The subject of the paper is straightforwardly expressed:
Both reconciliation and deduplication can be abstracted as the problem of efficiently computing the set difference between two sets stored at two nodes across a communication link. The set difference is the set of keys that are in one set but not the other. In reconciliation, the difference is used to compute the set union; in deduplication, it is used to compute the intersection. Efficiency is measured primarily by the bandwidth used (important when the two nodes are connected by a wide-area or mobile link), the latency in round-trip delays, and the computation used at the two hosts. We are particularly interested in optimizing the case when the set difference is small (e.g., the two nodes have almost the same set of routing updates to reconcile, or the two nodes have a large amount of duplicate data blocks) and when there is no prior communication or context between the two nodes.
The paper itself is well-written and clear, and certainly worth your time. It's been particularly rewarding for me because it's taken me down a path of investigating a lot of new algorithms that I hadn't previously been studying. My head is swimming with
- Invertible Bloom Filters (a variation on counting Bloom filters, which in turn are a variation on basic Bloom filters, an algorithm that is now 40 years old!)
- Tornado codes
- Min-wise sketches
- Characteristic Polynomial Interpolation
- Approximate Reconciliation Trees
I hope to return to discussing a number of these sub-topics in later posts, whenever I find the time (heh heh). One of the things that's challenging about a lot of this work is that it's based on probabilistic algorithms, which take some time getting used to. I first studied these sorts of algorithms as an undergraduate in the early 1980's, but they still throw me when I encounter them. When studying probabilistic algorithms, you often encounter sections like the following (from the current paper):
The corollary implies that in order to decode an IBF that uses 4 independent hash functions with high probability, then one needs an overhead of k + 1 = 5. In other words, one has to use 5d cells, where d is the set difference. Our experiments later, however, show that an overhead that is somewhat less than 2 suffices.The question always arises: what happens to the algorithm in those cases where the probabilities fail, and the algorithm gives the wrong answer (a false positive, say)? I believe, that, in general, you can often structure the overall computation so that in these cases the algorithm still gives the correct answer, but does more work. For example, in the deduplication scenario, you could perhaps structure things so that the set difference code (which is trying to compute the blocks that are identical in both datasets, so that they can be eliminated from one set as redundant and stored only in the other set) fails gracefully on a false positive. Here, a false positive would need to cause the overall algorithm to conclude that two blocks which are in fact distinct, but which collide in the data structure and hence appear to be identical, are treated as distinct and retained in both datasets.
That is, the algorithm could be designed so that it errs on the side of safety when the probabilities cause a false positive to be returned.
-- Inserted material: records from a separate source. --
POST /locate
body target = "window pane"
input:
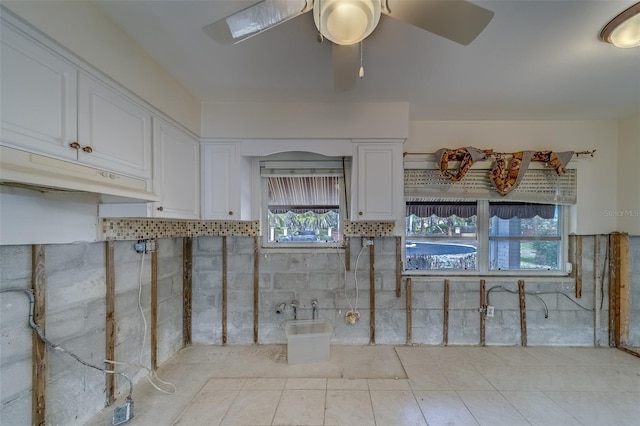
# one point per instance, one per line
(526, 240)
(434, 242)
(298, 225)
(303, 209)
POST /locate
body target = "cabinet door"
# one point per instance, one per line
(38, 97)
(176, 172)
(379, 171)
(220, 198)
(114, 132)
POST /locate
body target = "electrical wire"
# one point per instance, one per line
(500, 288)
(53, 346)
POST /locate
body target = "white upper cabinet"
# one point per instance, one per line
(378, 181)
(114, 132)
(51, 107)
(176, 172)
(38, 97)
(220, 181)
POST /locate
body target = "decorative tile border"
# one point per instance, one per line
(369, 229)
(142, 228)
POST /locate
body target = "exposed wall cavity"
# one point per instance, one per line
(75, 308)
(75, 320)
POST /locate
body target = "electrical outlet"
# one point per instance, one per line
(140, 246)
(145, 246)
(123, 414)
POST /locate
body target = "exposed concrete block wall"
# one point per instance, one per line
(554, 315)
(75, 320)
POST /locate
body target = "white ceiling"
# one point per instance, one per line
(536, 60)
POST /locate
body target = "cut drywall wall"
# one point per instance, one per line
(628, 208)
(82, 28)
(298, 120)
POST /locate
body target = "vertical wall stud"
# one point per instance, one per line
(224, 290)
(153, 307)
(579, 266)
(523, 314)
(398, 266)
(619, 289)
(409, 317)
(39, 349)
(110, 326)
(256, 287)
(372, 293)
(483, 313)
(445, 314)
(187, 285)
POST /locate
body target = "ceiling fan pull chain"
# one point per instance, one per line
(361, 70)
(320, 36)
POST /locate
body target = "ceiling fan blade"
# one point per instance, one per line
(255, 19)
(455, 20)
(345, 66)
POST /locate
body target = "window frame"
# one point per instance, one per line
(482, 250)
(304, 165)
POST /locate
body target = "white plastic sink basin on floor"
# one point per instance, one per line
(308, 341)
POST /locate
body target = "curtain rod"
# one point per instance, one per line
(577, 154)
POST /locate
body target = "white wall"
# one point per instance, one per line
(297, 120)
(597, 176)
(83, 29)
(628, 211)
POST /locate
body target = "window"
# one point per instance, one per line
(467, 227)
(483, 236)
(303, 201)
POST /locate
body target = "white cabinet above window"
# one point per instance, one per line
(377, 181)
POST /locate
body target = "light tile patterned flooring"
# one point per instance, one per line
(402, 385)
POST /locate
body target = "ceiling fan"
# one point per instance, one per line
(347, 22)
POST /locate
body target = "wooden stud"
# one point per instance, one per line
(187, 286)
(372, 293)
(619, 298)
(523, 314)
(110, 326)
(154, 310)
(39, 348)
(408, 309)
(256, 287)
(224, 290)
(578, 265)
(398, 266)
(445, 314)
(483, 313)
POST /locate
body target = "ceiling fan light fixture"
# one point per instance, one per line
(624, 30)
(346, 22)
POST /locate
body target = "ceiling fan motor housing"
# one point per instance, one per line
(346, 22)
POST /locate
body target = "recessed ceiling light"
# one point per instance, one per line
(623, 30)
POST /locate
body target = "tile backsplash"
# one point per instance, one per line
(143, 228)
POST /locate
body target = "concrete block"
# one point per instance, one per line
(15, 379)
(290, 281)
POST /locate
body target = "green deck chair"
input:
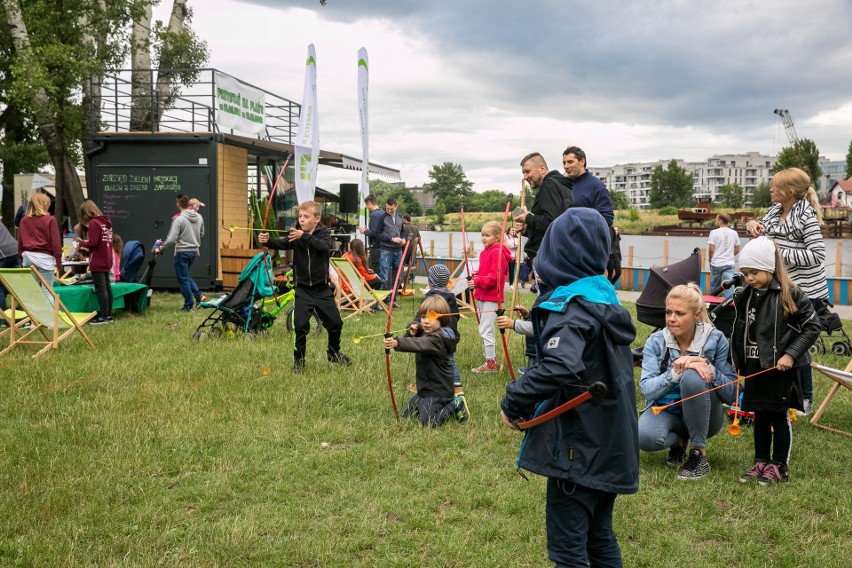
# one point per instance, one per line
(361, 297)
(45, 324)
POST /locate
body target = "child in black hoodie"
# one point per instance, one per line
(433, 341)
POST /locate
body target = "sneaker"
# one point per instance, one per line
(677, 454)
(340, 359)
(490, 366)
(774, 472)
(696, 466)
(462, 412)
(809, 407)
(755, 472)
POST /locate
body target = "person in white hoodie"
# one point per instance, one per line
(185, 234)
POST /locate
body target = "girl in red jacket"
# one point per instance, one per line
(488, 283)
(100, 256)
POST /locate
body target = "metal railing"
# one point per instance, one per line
(192, 109)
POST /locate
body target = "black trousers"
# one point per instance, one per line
(104, 293)
(579, 526)
(319, 299)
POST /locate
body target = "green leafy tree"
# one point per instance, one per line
(619, 200)
(731, 195)
(805, 155)
(849, 161)
(760, 197)
(450, 185)
(405, 199)
(670, 186)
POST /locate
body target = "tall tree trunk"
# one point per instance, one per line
(142, 75)
(91, 95)
(165, 73)
(47, 129)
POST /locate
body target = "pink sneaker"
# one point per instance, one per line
(490, 366)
Alternatively, some probabilistic algorithms instead fail entirely with very low probability, but fail in such as way as to allow the higher-level code to either simply re-try the computation (if it involves random behaviors, then with high probability it will work the next time), or to vary the computation in some crucial aspect, to ensure that it will succeed (which is the case in this particular implementation).
Most treatments of probabilistic algorithms describe these details, but I still find it important to always keep them in my head, in order to satisfy myself that such a probabilistic algorithm is safe to deploy in practice.
Often, the issue in using probabilistic algorithms is to figure out how to set the parameters so that the behavior of the algorithm performs well. In this particular case, the issue involves estimating the size of the set difference:
To efficiently size our IBF, the Strata Estimator provides an estimate for d. If the Strata Estimator over-estimates, the subsequent IBF will be unnecessarily large and waste bandwidth. However if the Strata Estimator under-estimates, then the subsequent IBF may not decode and cost an expensive transmission of a larger IBF. To prevent this, the values returned by the estimator should be scaled up so that under-estimation rarely occurs.
That is, in this particular usage of the probabilistic algorithms, the data structure itself (the Invertible Bloom Filter) is powerful enough that the code can detect when it fails to be decoded. Using a larger IBF solves that problem, but we don't want to use a wastefully-large IBF, so the main effort of the paper involves techniques to compute the smallest IBF that is needed for a particular pair of sets to be diff'd.
If you're interested in studying these sorts of algorithms, the paper is well-written and straightforward to follow, and contains an excellent reference section with plenty of information on the underlying work on which it is based.